We draw a grouped bar chart to compare them clearly. The first bar chart shows the numbers of dog bites in different genders, while the second one shows the numbers of (licensed) dogs in different genders which roughly reflects the composition and situation of dogs in NYC.

Now we could compare the two bar charts for analysis. Although more people prefer to keep male dogs, the difference in numbers between male ones and female ones is not that large, especially in 2015. Male dogs are only a little more than female dogs. Based on this, we can speculate that male dogs may have greater natural potential of being aggressive than female dogs.

5.5 Analysis of Age

In this part, we analyze the relationship between the number of dog bites and the age of dogs.

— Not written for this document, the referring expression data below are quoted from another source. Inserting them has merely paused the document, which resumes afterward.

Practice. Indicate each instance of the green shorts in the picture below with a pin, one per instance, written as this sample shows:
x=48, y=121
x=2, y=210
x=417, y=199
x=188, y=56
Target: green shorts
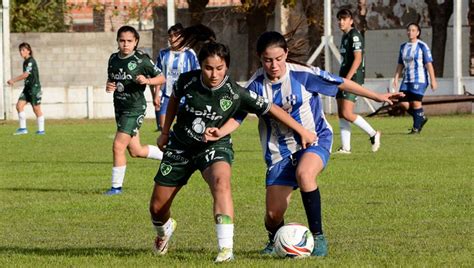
x=31, y=95
x=179, y=162
x=129, y=121
x=346, y=96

Since we have observed the differences between boroughs in 5.2, we are still curious about the relationship between dog bites and age in different boroughs. Therefore, we draw a ridgeline plot to show the numbers of dog bites with different ages of dogs in different boroughs.

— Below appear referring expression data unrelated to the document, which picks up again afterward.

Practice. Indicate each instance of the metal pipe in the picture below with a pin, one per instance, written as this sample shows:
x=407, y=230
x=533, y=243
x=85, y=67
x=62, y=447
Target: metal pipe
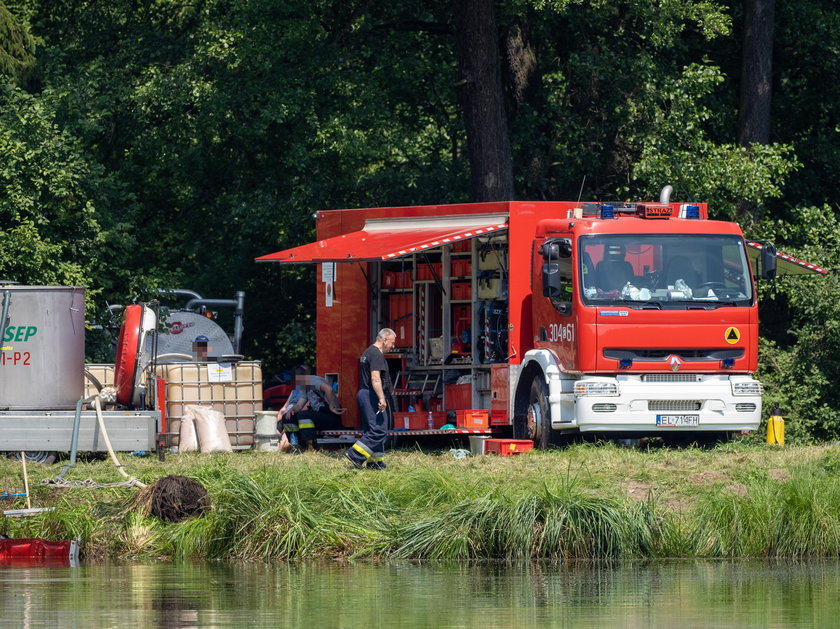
x=183, y=292
x=74, y=441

We found that younger (i.e., 1-5 years old) dogs have the largest number of dog bites in almost all boroughs. We aim to explore the real reason of this result. Why does younger dogs have the highest number of biting people? Because a large proportion of dog owners keep younger dogs and younger ones becomes common in NYC, or because of their natural potential of being aggressive? To answer this question, we introduce our auxiliary dataset (NYC Dog Licensing Dataset), which is much larger than the dog bites dataset, to roughly estimate the population composition of breeds. This dataset could roughly reflect the composition of dogs in NYC, which is adequate for our discussion. Note that in this auxiliary dataset, each record represents a unique dog license that was active during the year, but not necessarily a unique record per dog, since a license that is renewed during the year results in a separate record of an active license period. As a result, we do not need to worry about the relationship between the age and the growth of certain dogs. We just use this dataset to reflect the “roughly” composition of dogs with different ages in NYC. We draw a paired bar chart to compare them clearly. The first bar chart shows the numbers of dog bites of dogs with different ages, while the second one shows the numbers of (licensed) dogs with different ages which roughly reflects the composition and situation of dogs in NYC. We also show the corresponding density plots to for better analysis.

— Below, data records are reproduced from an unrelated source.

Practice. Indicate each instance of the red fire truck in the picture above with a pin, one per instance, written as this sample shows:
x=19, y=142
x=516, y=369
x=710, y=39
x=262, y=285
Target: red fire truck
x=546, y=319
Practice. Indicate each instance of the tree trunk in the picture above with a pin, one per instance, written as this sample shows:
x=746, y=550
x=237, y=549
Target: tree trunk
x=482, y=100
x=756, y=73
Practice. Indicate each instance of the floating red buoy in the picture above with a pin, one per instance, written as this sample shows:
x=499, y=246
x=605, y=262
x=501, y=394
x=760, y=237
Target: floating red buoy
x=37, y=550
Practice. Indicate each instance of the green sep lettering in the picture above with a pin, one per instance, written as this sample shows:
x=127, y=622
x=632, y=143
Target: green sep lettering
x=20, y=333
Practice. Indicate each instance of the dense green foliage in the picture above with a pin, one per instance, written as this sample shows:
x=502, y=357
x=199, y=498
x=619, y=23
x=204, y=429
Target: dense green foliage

As expected, a large proportion of dog owners keep younger dogs, and the shapes of plots that denote dog bite numbers and dog numbers in NYC are similar. As a result, we could not directly determine the aggression of dogs with different ages.

We are also curious about the distribution of ages for different breeds of dogs that bite people, thus we draw a box plot for analysis. In many breeds, a large proportion of dogs that bite people are young. The median ages of these dogs biting people are around 3-4 years in all breeds. Some breeds have outliers with a wide range. For example, Pit Bull even contains dog bite events in which the dogs are around 17.5 years old. The fluctuation degree of ages of dogs biting people in some breeds, e.g., American Pit Bull Mix / Pit Bull Mix, is relatively small.

5.6 Summary

In this part, we analyze the relationships between dog bites and breeds, boroughs, time, genders, spayed/neutered status, and ages. For breeds, we found that the breed with the highest proportion of biting people is “Pit Bull” and “UNKNOWN” comes second. With the auxiliary dataset, we speculate that “Pit Bull” has the great natural potential of being aggressive. For boroughs, we found that “Queens” has the largest number of dog bites, and “Manhattan” and “Brooklyn” come second or third. We speculate that the management or related policies are not adequate in Queens and it is more at risk of being bitten by dogs there. For time, we discovered that the higher the temperature, the more dog bites. For genders and spayed/neutered status, dogs of unknown gender have the largest proportion of biting people and spayed/neutered status will not influence the number of dog bites a lot for male dogs and female dogs. We speculate that male dogs may have greater natural potential of being aggressive than female dogs. For ages, younger (i.e., 1-5 years old) dogs have the largest number of dog bites.